Everything you need to know about the famous tea clipper, including the ship's other names, the people who served on board and more...
1. What is the Cutty Sark?
Cutty Sark is the world’s only surviving extreme clipper. Most of the hull fabric you see today dates back to its original construction. Clipper ships are marked by three design characteristics:
- a long, narrow hull
- a sharp bow which cuts through the waves rather riding atop
- and three raking masts
2. How old is Cutty Sark?
Cutty Sark is 151 years old. During its years as a British merchant ship, Cutty Sark visited 16 different countries and travelled the equivalent of two-and-a-half voyages to the Moon and back.
3. What does Cutty Sark mean?
Cutty Sark takes its name from a poem by Robert Burns called Tam O’Shanter. It refers to a short nightie worn by one of the main characters in the poem, a young, attractive witch called Nannie.
4. When was Cutty Sark built?
Launched on 22 November 1869 in Dumbarton, Scotland, Cutty Sark embarked on its maiden voyage from London to Shanghai on 16 February 1870. On its first voyage, Cutty Sark carried ‘large amounts of wine, spirits and beer’, and came back from Shanghai loaded with 1.3 million pounds of tea.
Cutty Sark was built to last for just 30 years. In the end, it served
- 52 years as a working ship
- 22 years as a training ship
- More than 60 years as a visitor attraction in Maritime Greenwich
5. Why was Cutty Sark built?
Cutty Sark was built for the China tea trade but actually carried a range of cargoes during its career. Cutty Sark carried almost 10 million lbs of tea between 1870 and 1877.
The opening of the Suez Canal marked the end for sailing ships in the tea trade and so Cutty Sark had to find a new purpose. It transported a variety of cargoes, including more than 10,000 tons of coal, before finding its calling in the Australian wool trade. It transported more than 45,000 bales of wool in its career.
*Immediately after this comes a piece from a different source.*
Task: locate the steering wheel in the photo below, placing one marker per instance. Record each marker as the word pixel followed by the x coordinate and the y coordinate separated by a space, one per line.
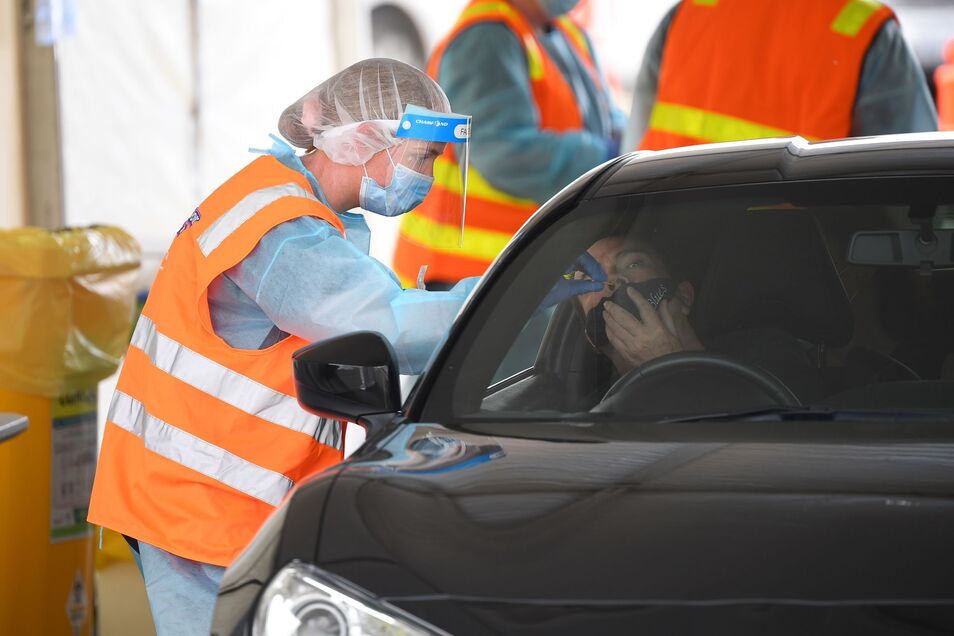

6. What is Cutty Sark famous for?
Cutty Sark represents the pinnacle of clipper ship design and was one of the fastest ships of its day. Aged 14 years, Cutty Sark started recording remarkably fast passage times, under her Master Richard Woodget, and became the dominant ship in bringing wool from Australia to England.
Cutty Sark has survived heavy seas, war, neglect, obsolescence, fire and old age to be here in Greenwich.
7. How many people served on Cutty Sark?
A total of 653 men served on Cutty Sark as a British ship. The majority of those who served did so only once, signing up for a round voyage from London and back again. They ranged in age from a 14-year-old apprentice to a 56-year-old sail maker. They came from more than 30 different countries around the world.
8. What damage did Cutty Sark sustain?
Cutty Sark survived storms which ripped its rudder off on two occasions; a dismasting in the First World War; and a terrible fire in 2007.
In the year before the fire, the majority of Cutty Sark’s original fabric had been removed. This meant that, while devastating, the fire was nowhere near as destructive as it could have been. More than 90% of the ship’s hull structure is original to 1869.
9. What was Cutty Sark's name changed to?
Cutty Sark’s ageing owner, John ‘Jock’ Willis sold his fleet to a Portuguese firm in 1895 and Cutty Sark was renamed Ferreira. It served as Ferreira for 27 years and then, following another exchange of ownership, as Maria do Amparo for a number of months.
10. Did you know?
Cutty Sark is also home to the world’s biggest collection of figureheads – the carved wooden figures that adorn ships’ prows – thanks to a bequest by an eccentric maritime history lover.